[<prev] [next>] [<thread-prev] [thread-next>] [day] [month] [year] [list]
Message-ID: <20251218204239.4159453-9-sashal@kernel.org>
Date: Thu, 18 Dec 2025 15:42:30 -0500
From: Sasha Levin <sashal@...nel.org>
To: linux-api@...r.kernel.org
Cc: linux-doc@...r.kernel.org,
linux-kernel@...r.kernel.org,
tools@...nel.org,
gpaoloni@...hat.com,
Sasha Levin <sashal@...nel.org>
Subject: [RFC PATCH v5 08/15] kernel/api: add API specification for io_cancel
Signed-off-by: Sasha Levin <sashal@...nel.org>
---
fs/aio.c | 246 +++++++++++++++++++++++++++++++++++++++++++++++++++++--
1 file changed, 237 insertions(+), 9 deletions(-)

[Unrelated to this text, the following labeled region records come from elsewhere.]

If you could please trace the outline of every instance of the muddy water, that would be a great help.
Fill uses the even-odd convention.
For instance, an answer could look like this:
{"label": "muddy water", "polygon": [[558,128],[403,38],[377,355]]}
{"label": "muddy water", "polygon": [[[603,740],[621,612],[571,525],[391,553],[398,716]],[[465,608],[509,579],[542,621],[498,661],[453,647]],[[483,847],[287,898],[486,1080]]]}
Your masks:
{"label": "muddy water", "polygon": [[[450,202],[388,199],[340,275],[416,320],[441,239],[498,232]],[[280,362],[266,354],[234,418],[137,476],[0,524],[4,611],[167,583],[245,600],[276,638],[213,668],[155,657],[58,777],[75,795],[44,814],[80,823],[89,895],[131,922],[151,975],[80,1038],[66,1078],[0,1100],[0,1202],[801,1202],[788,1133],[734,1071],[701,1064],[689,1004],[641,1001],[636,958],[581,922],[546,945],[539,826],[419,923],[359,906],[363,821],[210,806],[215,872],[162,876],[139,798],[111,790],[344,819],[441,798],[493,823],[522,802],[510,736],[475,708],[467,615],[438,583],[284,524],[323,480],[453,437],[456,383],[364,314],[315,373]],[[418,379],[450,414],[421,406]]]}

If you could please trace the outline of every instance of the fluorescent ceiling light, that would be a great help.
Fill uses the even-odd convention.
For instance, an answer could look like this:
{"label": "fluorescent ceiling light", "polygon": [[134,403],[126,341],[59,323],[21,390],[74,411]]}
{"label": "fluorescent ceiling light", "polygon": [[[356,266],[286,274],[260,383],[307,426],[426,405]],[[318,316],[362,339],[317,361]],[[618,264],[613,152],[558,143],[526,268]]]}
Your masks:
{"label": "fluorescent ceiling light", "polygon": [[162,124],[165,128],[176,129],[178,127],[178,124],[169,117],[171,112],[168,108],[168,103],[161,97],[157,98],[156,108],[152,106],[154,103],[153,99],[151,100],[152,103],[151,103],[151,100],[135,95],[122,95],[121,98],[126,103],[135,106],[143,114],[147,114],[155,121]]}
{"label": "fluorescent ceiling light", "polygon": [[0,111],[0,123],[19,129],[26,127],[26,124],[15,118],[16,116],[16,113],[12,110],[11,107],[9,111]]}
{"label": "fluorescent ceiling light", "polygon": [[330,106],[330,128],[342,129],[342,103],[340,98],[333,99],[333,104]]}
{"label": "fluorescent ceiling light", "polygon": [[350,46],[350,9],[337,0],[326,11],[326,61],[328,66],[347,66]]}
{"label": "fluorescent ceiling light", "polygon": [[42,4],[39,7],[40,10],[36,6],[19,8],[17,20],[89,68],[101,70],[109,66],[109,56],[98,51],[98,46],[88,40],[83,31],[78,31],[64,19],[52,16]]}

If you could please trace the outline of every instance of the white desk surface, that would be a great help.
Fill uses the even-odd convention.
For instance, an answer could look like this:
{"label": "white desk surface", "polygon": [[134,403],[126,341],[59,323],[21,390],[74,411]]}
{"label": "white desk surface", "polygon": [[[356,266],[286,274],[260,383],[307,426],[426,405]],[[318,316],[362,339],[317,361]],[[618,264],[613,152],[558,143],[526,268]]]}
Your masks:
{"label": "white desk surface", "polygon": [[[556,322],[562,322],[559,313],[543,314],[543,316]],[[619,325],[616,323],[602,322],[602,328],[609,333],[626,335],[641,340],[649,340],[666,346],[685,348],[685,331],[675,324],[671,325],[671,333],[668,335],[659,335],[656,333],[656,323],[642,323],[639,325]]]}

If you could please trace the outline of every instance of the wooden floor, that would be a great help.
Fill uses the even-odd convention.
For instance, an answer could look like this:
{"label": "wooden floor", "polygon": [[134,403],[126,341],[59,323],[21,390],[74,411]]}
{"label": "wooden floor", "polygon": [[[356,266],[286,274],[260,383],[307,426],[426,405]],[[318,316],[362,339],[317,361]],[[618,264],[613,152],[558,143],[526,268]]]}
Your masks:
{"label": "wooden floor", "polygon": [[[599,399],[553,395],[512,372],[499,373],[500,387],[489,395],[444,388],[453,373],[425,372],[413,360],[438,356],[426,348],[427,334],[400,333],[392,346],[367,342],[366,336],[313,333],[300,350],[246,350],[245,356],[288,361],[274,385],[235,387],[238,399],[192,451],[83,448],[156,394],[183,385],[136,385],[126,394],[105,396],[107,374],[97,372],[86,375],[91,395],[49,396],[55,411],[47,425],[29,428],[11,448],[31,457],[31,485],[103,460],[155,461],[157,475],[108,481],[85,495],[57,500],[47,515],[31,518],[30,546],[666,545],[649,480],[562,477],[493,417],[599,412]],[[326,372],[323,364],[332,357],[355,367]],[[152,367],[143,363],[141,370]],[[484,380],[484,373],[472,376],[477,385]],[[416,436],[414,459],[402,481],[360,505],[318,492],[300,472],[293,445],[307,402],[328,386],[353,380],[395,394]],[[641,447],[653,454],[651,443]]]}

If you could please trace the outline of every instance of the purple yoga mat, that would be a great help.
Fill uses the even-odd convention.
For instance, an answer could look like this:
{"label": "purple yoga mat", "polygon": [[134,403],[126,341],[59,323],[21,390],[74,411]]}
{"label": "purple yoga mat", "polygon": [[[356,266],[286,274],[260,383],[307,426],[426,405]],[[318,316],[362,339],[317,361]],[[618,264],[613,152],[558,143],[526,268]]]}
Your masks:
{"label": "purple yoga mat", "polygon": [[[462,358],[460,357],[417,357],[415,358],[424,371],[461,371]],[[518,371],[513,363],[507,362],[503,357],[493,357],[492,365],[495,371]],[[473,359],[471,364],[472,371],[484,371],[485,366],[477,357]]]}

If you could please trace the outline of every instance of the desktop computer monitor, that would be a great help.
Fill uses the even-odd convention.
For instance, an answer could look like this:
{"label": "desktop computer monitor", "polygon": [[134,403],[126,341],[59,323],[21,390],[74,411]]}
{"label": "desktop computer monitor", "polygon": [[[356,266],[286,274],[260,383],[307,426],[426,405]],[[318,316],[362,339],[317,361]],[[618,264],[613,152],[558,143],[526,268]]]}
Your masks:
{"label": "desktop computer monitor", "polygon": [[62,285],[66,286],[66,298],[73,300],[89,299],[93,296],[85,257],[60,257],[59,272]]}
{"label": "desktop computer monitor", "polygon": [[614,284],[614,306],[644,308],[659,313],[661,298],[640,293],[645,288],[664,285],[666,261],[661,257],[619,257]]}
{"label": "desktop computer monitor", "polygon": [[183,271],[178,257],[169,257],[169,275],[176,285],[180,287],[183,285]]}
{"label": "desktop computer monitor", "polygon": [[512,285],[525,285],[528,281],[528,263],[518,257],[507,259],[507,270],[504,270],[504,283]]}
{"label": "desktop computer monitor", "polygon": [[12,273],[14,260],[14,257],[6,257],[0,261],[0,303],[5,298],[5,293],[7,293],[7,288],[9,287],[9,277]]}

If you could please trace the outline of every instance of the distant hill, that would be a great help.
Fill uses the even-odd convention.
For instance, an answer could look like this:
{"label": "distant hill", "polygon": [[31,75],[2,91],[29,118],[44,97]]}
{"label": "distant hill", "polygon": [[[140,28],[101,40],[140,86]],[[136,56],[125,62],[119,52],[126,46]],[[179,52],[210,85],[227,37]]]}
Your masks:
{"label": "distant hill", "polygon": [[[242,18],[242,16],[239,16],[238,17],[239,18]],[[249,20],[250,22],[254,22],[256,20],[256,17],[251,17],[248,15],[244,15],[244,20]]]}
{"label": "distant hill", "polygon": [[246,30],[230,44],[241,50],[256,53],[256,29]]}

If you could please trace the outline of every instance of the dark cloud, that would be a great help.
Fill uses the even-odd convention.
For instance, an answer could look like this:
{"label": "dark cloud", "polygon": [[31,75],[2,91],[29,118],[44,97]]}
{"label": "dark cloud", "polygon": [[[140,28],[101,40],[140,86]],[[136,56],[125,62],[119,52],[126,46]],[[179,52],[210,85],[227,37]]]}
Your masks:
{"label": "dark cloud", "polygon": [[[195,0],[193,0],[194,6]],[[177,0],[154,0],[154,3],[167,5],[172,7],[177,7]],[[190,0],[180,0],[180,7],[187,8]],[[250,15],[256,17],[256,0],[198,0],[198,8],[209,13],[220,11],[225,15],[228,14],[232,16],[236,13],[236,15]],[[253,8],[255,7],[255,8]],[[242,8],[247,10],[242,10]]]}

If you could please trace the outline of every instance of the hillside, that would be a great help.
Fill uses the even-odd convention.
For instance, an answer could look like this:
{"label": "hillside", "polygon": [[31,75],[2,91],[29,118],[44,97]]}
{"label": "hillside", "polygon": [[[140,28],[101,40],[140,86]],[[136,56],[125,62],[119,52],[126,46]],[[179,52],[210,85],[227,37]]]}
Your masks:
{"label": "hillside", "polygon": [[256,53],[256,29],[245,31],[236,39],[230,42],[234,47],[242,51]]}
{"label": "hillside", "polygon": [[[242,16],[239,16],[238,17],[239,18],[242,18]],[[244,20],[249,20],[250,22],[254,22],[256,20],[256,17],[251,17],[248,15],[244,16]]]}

diff --git a/fs/aio.c b/fs/aio.c
index f6f1b3790c88b..710517c9a990d 100644
--- a/fs/aio.c
+++ b/fs/aio.c
@@ -2843,15 +2843,243 @@ COMPAT_SYSCALL_DEFINE3(io_submit, compat_aio_context_t, ctx_id,
}
#endif
-/* sys_io_cancel:
- * Attempts to cancel an iocb previously passed to io_submit. If
- * the operation is successfully cancelled, the resulting event is
- * copied into the memory pointed to by result without being placed
- * into the completion queue and 0 is returned. May fail with
- * -EFAULT if any of the data structures pointed to are invalid.
- * May fail with -EINVAL if aio_context specified by ctx_id is
- * invalid. May fail with -EAGAIN if the iocb specified was not
- * cancelled. Will fail with -ENOSYS if not implemented.
+/**
+ * sys_io_cancel - Attempt to cancel an outstanding asynchronous I/O operation
+ * @ctx_id: AIO context handle returned by io_setup
+ * @iocb: Pointer to the iocb structure that was previously submitted
+ * @result: Unused parameter (historically for result storage, now ignored)
+ *
+ * long-desc: Attempts to cancel an asynchronous I/O operation that was
+ * previously submitted via io_submit(). The syscall searches for the
+ * specified iocb in the context's active request list and invokes the
+ * operation-specific cancellation callback if found.
+ *
+ * The cancellation behavior depends on the type of I/O operation:
+ * - For poll operations (IOCB_CMD_POLL): The request is marked as cancelled
+ * and a work item is scheduled to complete the cancellation.
+ * - For USB gadget I/O: The USB endpoint dequeue function is called, which
+ * triggers the completion callback with -ECONNRESET status.
+ * - For most direct I/O operations: Cancellation is typically not supported
+ * as these operations do not register a cancel callback.
+ *
+ * If the iocb is found and has a registered cancellation callback, that
+ * callback is invoked and the iocb is removed from the active request list.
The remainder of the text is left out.